C'est le cri d'Annie Le Brun auquel je me rallie : sauvons nos imaginaires ! Parce que le paradoxe est là : plus nous produisons d'images, plus elles nous enferment. Notre imaginaire collectif s'est appauvri, au moment même où les images sont les plus nombreuses, les plus commentées, les plus reproduites (manuellement ou artificiellement). Décryptage.
Annie Le Brun, ou le manifeste de l'imaginaire actif et poétique
La prison d'images : le paradoxe
Annie Le Brun, écrivaine et poète, estime que nous vivons aujourd'hui dans une "prison d'images". Le flux incessant d'images auquel nous sommes exposés ne favorise pas réellement notre liberté imaginative mais au contraire nous enferme. La contemplation n'est plus permise :
La succession rapide des images ne nous laisse pas le temps de nous y arrêter et de les contempler véritablement ;
Plus grave encore, cette surabondance tend à rendre les images interchangeables et à aplatir notre perception.
Selon l'écrivaine, le déferlement d'images numériques a paradoxalement conduit à un mépris de l'image :
Ce qui importe n'est plus le contenu de l'image mais sa capacité à être diffusée et quantifiée par les vues
Il y a un "décollement" entre l'image et son contenu, les rendant toutes semblables (comme les selfies). Nous reviendrons sur cet aspect théorique fondamental, qui s'inscrit dans la pensée de Roland Barthes (voir ci-dessous).
Le pouvoir subversif et imaginatif de l'image est ainsi neutralisé par un double effet d'hégémonie et de perte de sens.
La perte de distance critique et appauvrissement de l'expérience
Cette colonisation de notre monde intérieur correspond à des logiques marchandes, avec des conséquences importantes selon Annie Le Brun :
Elle nous prive de la "prise de distance nécessaire à notre sens critique, qu'il s'agisse d'esthétique ou de politique".

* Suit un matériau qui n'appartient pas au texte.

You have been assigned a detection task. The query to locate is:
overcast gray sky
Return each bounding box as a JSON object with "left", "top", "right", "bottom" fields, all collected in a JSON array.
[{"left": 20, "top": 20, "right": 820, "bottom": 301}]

Notre capacité à imaginer d'autres possibles, tant sur le plan individuel que collectif, s'en trouve amoindrie.
Annie Le Brun défend une conception de la littérature et de l'art comme "aventure de l'esprit" permettant d'élargir nos horizons, des paysages en résonnance avec nous-mêmes. Ces paysages-mondes de l'Imaginaire ne sont pas créés par utilité ou mercantilisme mais convoquent le Beau. Or ce dernier aspect n'est pas seulement Esthétique : il est Ethique et Politique. Nous allons y revenir.
L'écrivaine dénonce une "caricature marchandisée" de l'imaginaire qui remplace progressivement notre véritable capacité d'imagination. Avec internet et le métavers, elle estime que "le capital est en train de réaliser son rêve jusqu'alors impossible d'un imaginaire où tout s'achète". (Source : émission Radio France)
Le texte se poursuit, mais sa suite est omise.